The split, which follows Melinda’s long journey away from Bill’s shadow, will entail complex decisions about how to handle their wealth.

Rescuers work at a site where an overpass for a metro partially collapsed with train cars on it at Olivos station in Mexico City, May 3, 2021. REUTERS/Luis Cortes

WORLD

At least 23 people were killed and 65 were hospitalized when a railway overpass and train collapsed onto a busy road in Mexico City, crushing cars under fallen carriages and rubble.

India halted its most popular sports tournament and the country’s opposition chief called for a nationwide lockdown as the number of coronavirus infections climbed past 20 million, a dismal milestone crossed only by the United States.

China urged the Philippines to observe "basic etiquette" and eschew megaphone diplomacy after the southeast Asian nation's foreign minister used an expletive-laced Twitter message to demand that China's vessels leave disputed waters.

Diplomatic dance or standoff? While North Korea's barrage of complaints about Biden's policies over the weekend might appear to be ratcheting up tensions, some signs suggest Pyongyang hasn't ruled out diplomacy with the new team in Washington.

BUSINESS

Pfizer has forecast $26 billion in sales of the COVID-19 vaccine this year, an increase of more than 70% from its last projection. The vaccine, which it co-developed with Germany's BioNTech, generated $3.5 billion in revenue in the first quarter, beating the consensus estimate of $3.28 billion.

The Biden administration has approved a major solar energy project in the California desert that will be capable of powering nearly 90,000 homes. Biden has vowed to expand development of renewable energy projects on public lands as part of a broader agenda to fight climate change and create jobs.

Berkshire Hathaway shareholders can accept Chairman Warren Buffett's hostility to bitcoin, blank-check acquisition firms and wild bets on trading app Robinhood. But when it comes to environmental, social and corporate governance standards, many are drawing a line.

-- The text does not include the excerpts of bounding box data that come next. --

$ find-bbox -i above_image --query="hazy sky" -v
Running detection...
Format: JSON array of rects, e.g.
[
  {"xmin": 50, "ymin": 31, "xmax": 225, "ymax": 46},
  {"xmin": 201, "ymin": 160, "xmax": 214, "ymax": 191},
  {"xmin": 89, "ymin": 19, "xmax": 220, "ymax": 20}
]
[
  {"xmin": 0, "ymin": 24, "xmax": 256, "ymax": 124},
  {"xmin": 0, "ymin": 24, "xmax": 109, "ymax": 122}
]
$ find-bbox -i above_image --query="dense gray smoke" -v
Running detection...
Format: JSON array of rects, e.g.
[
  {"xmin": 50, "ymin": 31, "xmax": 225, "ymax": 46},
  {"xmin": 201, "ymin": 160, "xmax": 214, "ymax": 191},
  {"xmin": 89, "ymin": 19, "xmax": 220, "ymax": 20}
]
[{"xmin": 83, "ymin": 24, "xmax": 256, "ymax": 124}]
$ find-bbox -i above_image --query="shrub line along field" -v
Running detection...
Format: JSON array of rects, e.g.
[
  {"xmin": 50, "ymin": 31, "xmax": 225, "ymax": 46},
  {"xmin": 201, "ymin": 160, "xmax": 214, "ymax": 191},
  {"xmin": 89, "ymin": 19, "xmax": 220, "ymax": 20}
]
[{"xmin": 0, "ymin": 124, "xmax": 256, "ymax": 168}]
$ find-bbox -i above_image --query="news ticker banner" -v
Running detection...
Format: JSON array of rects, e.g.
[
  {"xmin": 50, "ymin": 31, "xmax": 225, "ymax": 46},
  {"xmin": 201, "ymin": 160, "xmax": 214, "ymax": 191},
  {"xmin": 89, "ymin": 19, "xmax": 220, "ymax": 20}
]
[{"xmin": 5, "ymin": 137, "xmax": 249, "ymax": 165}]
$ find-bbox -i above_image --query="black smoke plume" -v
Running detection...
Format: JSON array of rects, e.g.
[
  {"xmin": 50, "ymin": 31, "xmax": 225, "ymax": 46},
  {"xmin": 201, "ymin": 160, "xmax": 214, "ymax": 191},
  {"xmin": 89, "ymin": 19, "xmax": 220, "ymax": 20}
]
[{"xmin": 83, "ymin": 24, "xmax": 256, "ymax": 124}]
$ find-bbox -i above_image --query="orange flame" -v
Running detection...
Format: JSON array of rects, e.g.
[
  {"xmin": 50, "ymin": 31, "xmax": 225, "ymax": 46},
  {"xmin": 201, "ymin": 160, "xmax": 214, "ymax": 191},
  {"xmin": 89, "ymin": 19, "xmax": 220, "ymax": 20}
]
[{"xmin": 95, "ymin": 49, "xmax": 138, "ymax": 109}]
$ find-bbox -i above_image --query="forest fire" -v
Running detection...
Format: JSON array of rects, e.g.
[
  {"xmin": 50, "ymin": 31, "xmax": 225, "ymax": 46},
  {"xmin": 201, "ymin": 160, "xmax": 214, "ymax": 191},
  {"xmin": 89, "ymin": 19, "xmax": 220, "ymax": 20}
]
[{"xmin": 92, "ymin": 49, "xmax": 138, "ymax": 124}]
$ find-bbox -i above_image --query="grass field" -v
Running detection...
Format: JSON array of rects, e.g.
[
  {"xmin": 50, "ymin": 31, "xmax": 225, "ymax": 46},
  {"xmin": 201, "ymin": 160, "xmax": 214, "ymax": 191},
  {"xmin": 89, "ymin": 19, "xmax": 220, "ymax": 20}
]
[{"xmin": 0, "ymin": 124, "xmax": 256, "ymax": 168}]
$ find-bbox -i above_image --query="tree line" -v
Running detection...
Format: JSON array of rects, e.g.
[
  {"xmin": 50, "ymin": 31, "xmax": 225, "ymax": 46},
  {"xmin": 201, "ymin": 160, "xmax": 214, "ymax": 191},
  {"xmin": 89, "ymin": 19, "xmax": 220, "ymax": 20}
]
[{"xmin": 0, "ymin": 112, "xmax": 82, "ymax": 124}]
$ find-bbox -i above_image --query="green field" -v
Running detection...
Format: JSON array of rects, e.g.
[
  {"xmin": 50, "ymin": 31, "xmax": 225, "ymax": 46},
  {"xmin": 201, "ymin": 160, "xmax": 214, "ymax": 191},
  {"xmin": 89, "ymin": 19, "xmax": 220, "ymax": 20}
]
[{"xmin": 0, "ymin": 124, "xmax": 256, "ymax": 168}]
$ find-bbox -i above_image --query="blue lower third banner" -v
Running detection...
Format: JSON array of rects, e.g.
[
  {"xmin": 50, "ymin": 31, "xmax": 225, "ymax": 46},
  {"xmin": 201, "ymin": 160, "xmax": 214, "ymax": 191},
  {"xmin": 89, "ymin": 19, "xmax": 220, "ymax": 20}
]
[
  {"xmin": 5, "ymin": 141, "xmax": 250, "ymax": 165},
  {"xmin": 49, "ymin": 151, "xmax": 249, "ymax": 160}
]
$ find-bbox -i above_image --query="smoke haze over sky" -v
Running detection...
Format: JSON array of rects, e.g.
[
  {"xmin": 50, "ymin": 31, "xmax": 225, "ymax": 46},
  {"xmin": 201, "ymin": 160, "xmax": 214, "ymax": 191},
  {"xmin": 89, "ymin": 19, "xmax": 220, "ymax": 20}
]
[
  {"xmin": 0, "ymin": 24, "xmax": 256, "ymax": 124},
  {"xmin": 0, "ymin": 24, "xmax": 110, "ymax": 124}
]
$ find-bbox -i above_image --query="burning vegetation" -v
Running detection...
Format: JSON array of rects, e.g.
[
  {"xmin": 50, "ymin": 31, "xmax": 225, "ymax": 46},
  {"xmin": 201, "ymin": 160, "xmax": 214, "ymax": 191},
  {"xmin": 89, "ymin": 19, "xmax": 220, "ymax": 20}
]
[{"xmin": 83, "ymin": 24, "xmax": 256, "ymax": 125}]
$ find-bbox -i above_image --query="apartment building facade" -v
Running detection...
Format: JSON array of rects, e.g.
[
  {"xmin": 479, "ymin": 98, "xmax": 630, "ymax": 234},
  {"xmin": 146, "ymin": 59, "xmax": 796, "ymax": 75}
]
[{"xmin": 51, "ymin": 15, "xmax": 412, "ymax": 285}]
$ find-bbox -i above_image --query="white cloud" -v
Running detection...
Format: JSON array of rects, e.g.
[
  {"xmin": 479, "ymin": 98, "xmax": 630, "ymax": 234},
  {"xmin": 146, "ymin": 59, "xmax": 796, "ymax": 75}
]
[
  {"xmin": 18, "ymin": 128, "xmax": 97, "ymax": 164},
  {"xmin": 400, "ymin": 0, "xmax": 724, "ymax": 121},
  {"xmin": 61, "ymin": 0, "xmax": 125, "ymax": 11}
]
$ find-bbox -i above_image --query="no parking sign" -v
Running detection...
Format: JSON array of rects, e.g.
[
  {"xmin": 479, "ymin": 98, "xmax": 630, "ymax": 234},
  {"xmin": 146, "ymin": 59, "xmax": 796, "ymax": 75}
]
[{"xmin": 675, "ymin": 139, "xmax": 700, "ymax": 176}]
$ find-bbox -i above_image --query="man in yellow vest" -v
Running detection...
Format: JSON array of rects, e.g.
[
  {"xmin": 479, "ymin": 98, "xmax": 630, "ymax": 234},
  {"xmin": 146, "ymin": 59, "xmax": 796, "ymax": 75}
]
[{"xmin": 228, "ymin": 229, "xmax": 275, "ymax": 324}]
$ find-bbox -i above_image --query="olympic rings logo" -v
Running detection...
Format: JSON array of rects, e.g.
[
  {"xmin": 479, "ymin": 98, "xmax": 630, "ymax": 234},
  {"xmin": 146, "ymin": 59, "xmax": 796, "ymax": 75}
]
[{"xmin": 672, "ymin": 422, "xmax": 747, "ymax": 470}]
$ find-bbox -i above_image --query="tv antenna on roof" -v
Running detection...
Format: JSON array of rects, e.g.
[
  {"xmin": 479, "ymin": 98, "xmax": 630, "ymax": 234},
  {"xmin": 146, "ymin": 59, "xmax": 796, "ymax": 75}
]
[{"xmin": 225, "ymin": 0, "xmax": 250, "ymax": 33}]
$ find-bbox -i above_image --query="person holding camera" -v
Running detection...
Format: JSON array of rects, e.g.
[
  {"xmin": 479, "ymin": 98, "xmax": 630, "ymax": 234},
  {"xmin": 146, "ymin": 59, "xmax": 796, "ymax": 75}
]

Pandora, the jewellery maker best know for its silver charm bracelets, is to stop selling mined diamonds and focus on more affordable, sustainable, lab-grown gems. The move comes amid a growing acceptance of man-made diamonds by millennials attracted to cheaper stones guaranteed not to have come from conflict zones.

Quote of the day

"What we're seeing right now is the definition of speculative excess. There's money being thrown at anything in the crypto space"

Kyle Rodda

IG Markets analyst

Ethereum finds new peak in sizzling crypto market

Video of the day

Italy unveils new hi-tech floor design for Colosseum

The flexible floor will give tourists a clearer idea of how the arena would have looked when gladiators fought to the death there.

And finally…

Mounted archers take aim in Gaza

"I want to revive this sport and to encourage youth to practise it because it helps release bad energy," says Mohammad Abu Musaed, who is training the first team of horseback archers in the Gaza Strip.